How does people-pleasing behavior impact professional relationships?

I coach ambitious high performing female founders who want to do it all. But the reality is traditional balance doesn’t exist, instead we focus on internal balance which is how can we regulate your nervous system to be fluid so you can find calm in the chaos and make decisions that are not rooted in pressure and urgency but rather purpose. Without these tools I see a lot of people trying to give 100% to everyone and the result is always no one gets a quality 100% from you and you yourself don’t feel fulfilled which long term starts straining relationships.

How can long-term people-pleasing behavior impact an individual’s mental health?

It can lead to burnout, physical exhaustion, and a low sense of self worth when you’re an entrepreneur this not only impacts the sustainability of your business but of you as the human running the business.

In your experience, what is the role of self-awareness in overcoming people-pleasing tendencies, and how can individuals cultivate it?

Ambitious high performing entrepreneurs already are hyper self aware, for example they know that they’re a perfectionist. But what I find a lot of self aware people lack is internal awareness, how attuned are they to themselves. It’s the reason why you know you’re a perfectionist or people pleaser but have no idea what to do about it or even lack the awareness of how it’s affecting your day to day life and business.

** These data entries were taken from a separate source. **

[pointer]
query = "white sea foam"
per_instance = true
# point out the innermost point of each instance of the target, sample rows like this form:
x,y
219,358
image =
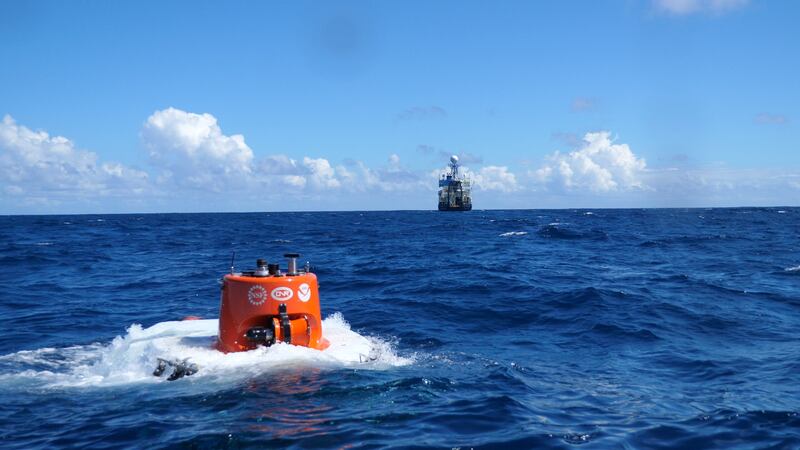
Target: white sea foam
x,y
130,359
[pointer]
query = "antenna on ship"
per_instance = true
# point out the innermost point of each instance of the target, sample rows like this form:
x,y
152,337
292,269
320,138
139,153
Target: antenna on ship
x,y
454,166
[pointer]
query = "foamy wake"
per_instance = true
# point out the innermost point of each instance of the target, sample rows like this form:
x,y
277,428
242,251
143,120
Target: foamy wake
x,y
131,358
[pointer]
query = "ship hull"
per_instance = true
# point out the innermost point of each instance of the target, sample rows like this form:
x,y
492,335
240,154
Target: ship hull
x,y
455,208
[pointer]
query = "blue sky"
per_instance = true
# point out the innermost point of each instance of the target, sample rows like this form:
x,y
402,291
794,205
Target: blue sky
x,y
249,106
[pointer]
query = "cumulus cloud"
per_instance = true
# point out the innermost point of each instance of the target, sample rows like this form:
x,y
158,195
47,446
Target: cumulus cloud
x,y
598,165
191,150
35,164
494,178
686,7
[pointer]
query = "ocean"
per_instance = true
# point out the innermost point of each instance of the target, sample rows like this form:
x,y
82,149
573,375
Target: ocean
x,y
637,328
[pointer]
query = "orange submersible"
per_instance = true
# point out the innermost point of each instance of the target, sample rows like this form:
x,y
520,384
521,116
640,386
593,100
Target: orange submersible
x,y
264,306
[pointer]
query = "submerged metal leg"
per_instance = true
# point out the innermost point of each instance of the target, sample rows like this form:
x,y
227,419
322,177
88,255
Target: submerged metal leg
x,y
181,368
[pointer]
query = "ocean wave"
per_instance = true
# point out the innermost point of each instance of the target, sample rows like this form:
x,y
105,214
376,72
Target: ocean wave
x,y
514,233
558,231
130,359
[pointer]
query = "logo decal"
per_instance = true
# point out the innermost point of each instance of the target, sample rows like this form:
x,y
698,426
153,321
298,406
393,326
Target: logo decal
x,y
304,292
282,293
257,295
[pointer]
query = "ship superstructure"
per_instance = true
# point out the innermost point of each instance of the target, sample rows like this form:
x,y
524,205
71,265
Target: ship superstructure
x,y
454,190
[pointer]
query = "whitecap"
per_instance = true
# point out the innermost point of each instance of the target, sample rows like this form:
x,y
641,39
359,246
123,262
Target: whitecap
x,y
514,233
130,359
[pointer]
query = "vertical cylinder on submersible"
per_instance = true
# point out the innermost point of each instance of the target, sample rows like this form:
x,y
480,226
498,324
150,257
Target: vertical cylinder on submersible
x,y
292,263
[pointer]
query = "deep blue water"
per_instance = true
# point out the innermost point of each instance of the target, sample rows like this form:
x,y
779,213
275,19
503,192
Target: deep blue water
x,y
527,329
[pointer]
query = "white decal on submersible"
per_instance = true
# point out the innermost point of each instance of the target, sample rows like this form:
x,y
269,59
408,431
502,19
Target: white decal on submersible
x,y
281,293
304,292
257,295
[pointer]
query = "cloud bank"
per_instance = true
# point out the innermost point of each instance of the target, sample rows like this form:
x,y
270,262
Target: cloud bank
x,y
36,168
196,166
598,165
687,7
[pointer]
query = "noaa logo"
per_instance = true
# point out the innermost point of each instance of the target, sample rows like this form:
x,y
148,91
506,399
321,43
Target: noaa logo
x,y
257,295
304,292
281,294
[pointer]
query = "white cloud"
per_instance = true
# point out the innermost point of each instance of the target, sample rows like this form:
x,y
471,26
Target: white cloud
x,y
686,7
321,175
191,150
34,164
598,165
494,178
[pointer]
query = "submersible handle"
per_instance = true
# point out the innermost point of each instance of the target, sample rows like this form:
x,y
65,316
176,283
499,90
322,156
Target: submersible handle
x,y
292,263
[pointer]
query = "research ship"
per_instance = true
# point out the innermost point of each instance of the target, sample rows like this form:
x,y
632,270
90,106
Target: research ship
x,y
454,190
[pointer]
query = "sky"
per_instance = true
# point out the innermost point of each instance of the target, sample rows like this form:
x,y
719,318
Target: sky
x,y
115,107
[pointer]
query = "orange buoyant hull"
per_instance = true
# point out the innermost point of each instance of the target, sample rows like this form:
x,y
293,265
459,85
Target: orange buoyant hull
x,y
265,310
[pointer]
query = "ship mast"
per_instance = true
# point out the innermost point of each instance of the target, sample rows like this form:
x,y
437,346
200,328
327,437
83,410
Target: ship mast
x,y
454,166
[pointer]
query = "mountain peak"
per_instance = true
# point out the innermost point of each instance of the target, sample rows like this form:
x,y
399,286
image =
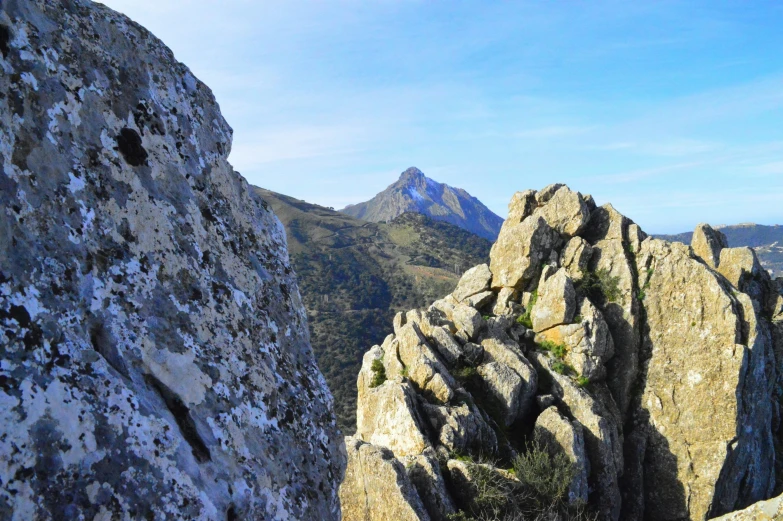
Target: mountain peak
x,y
412,174
415,192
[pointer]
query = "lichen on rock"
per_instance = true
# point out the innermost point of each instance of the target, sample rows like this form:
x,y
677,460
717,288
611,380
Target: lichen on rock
x,y
155,354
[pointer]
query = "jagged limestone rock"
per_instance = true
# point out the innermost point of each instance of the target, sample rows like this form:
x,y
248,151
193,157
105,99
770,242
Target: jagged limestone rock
x,y
556,434
376,486
769,510
697,370
669,368
602,435
545,194
575,257
589,343
565,211
423,366
608,232
424,472
155,353
556,302
707,243
516,256
462,429
509,376
386,416
475,280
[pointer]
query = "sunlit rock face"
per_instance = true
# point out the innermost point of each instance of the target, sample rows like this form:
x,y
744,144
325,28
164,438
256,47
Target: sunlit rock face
x,y
155,356
652,366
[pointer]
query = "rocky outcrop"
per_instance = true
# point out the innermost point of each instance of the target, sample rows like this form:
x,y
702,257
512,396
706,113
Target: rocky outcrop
x,y
651,367
155,353
770,510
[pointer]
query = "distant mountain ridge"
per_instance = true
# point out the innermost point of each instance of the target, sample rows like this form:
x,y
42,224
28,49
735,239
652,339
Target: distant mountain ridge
x,y
766,240
355,275
415,192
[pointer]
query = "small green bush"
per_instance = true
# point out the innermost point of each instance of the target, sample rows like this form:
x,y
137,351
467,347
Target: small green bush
x,y
548,476
558,350
378,373
525,319
562,368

So when I’m working with new clients this is the first area we focus on, bringing awareness and acknowledgment to what we are thinking and doing and why. Ultimately trying to shed the story we tell ourselves around it.

Here is the primary question of our discussion. Based on your experience or research, what are the “Five Strategies Or Techniques That Can Help Individuals Break Free From The Cycle Of People-Pleasing”? If you can, please share a story or an example for each.

  1. Align Actions with Purpose, Not Approval: Regularly revisit your core mission and ensure every business decision supports this purpose, rather than seeking external validation. Use your purpose as a compass for decision-making, helping to navigate away from people-pleasing tendencies.
  2. Regulate Your Nervous System for Clear Decision-Making: Implement practices that help regulate your nervous system, such as mindfulness or breathing exercises, to maintain clarity and reduce the impulse to please others under stress. Recognize when the desire to please is a stress response and use your techniques to return to a state of balance.
  3. Cultivate Inner Baseline for Confidence: Develop an awareness of your internal baseline — your fluid, ever-changing state of balance — and use this as a foundation for self-trust. Make decisions from a place of self-assurance, knowing they’re aligned with your evolving needs and goals, rather than static expectations.
  4. Embrace Duality in Leadership: Recognize that being a strong leader involves both assertiveness and empathy, ambition and inner peace. Show that success and personal fulfillment are not mutually exclusive but can be pursued simultaneously through balanced leadership.
  5. Integrate Self-Trust into Strategic Planning: Apply your action and alignment framework to blend intuition with strategic business planning effectively. Encourage decisions that are both intuitively aligned and strategically sound, moving away from reactive choices aimed at pleasing others to proactive steps towards your vision.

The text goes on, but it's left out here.